B.2.2 Converting statistics design points to boundary conditions for 1D model Two design points for a water level of NAP +3.1m were selected; scenario A and B. Scenario A considers a situation in which the water level at sea is the dominant factor, while scenario B describes a situation where high river discharges are the dominant factor. Both scenarios assume an open storm surge barrier (Maeslantkering). The probability of a coinciding of extreme river discharges and extreme sea levels is extremely low. This means that the probability of a closed storm surge barrier during high river discharges is extremely low as well. Therefore no simulations were carried out for this situation. The variable values for the two scenarios are listed in Table B.1.

Table B.1

Variable values for the evaluated scenarios

Scenario Wind

wind

sea level (m Discharge

Discharge Water level

direction

speed m/s NAP)*

Rhine

Meuse (m NAP)****

(m3/s)**

(m3/s)***

3.10 * sea level at the Maasmond

** Discharge Rhine at Lobith *** Discharge Meuse at Lith **** Water level at Dordrecht

Downstream of Lobith, the river Rhine bifurcates into three branches. For the distribution of the discharge over the three branches, the following percentages have been used.

The conversions of the variable values to boundary conditions for the 1D model are as follows:

Scenario A •

The discharges for the Rhine and Meuse are applied as a constant value in stead of a time series.

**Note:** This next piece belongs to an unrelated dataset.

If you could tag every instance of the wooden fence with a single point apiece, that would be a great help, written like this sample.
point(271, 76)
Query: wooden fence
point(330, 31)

• The time serie for the sea water levels are derived according to the method described in ‘onderbouwing HR 2001 voor het benedenrivierengebied’. This method adds a storm surge wave to the astronomic tide serie for the Maasmond. This is illustrated in Figure B.1.

Figure B.1

Derivation of the time series for the sea levels (Slomp, 2005).

A storm surge is trapezium shaped and is defined by three parameters; the maximum height (Hs), duration (Ts) and phase shift between the astronomic high water level and the maximum storm surge Height (Fs) (see Figure B.2).

Figure B.2

Storm surge parameters (Slomp, 2005).

For the derivation of the sea level time series, the values as listed in ‘onderbouwing HR 2001 voor het benedenrivierengebied’ were used (Ts = 29 hours and Fs = 4.5 hours).

The choice of Hs results in a maximum sea level equal to the sea levels from the two scenarios.

Scenario B •

The discharge series were deducted by downscaling the design discharge time series for the Rhine (16.000 m3/s) and Meuse (3800 m3/s). It was assumed that the peak of the discharges for the Rhine and Meuse coincide at Dordrecht.

• The Rhine boundaries are located downstream of the bifurcation point where the Rhine bifurcates into the Waal and the Nederrijn. No information was available on the simultaneous development of the peak discharge for the Waal and Nederrijn. The discharge over the Waal is much larger than the discharge over the Nederrijn and it was chosen to apply a constant discharge value for the Nederrijn corresponding to the maximum scenario discharge for this part of the river.

• The sea level at Maasmond were derived according to the method as described for scenario A.

B.2.3 Calibration of the 1D model

The water levels at Dordrecht are also influenced by the water levels on the Haringvliet lake. The scenarios do not provide water level values for the Haringvliet. Through an iterative process, the water level for the Haringvliet was varied until the water levels at Dordrecht reached a value of NAP +3.10m +/- 2cm.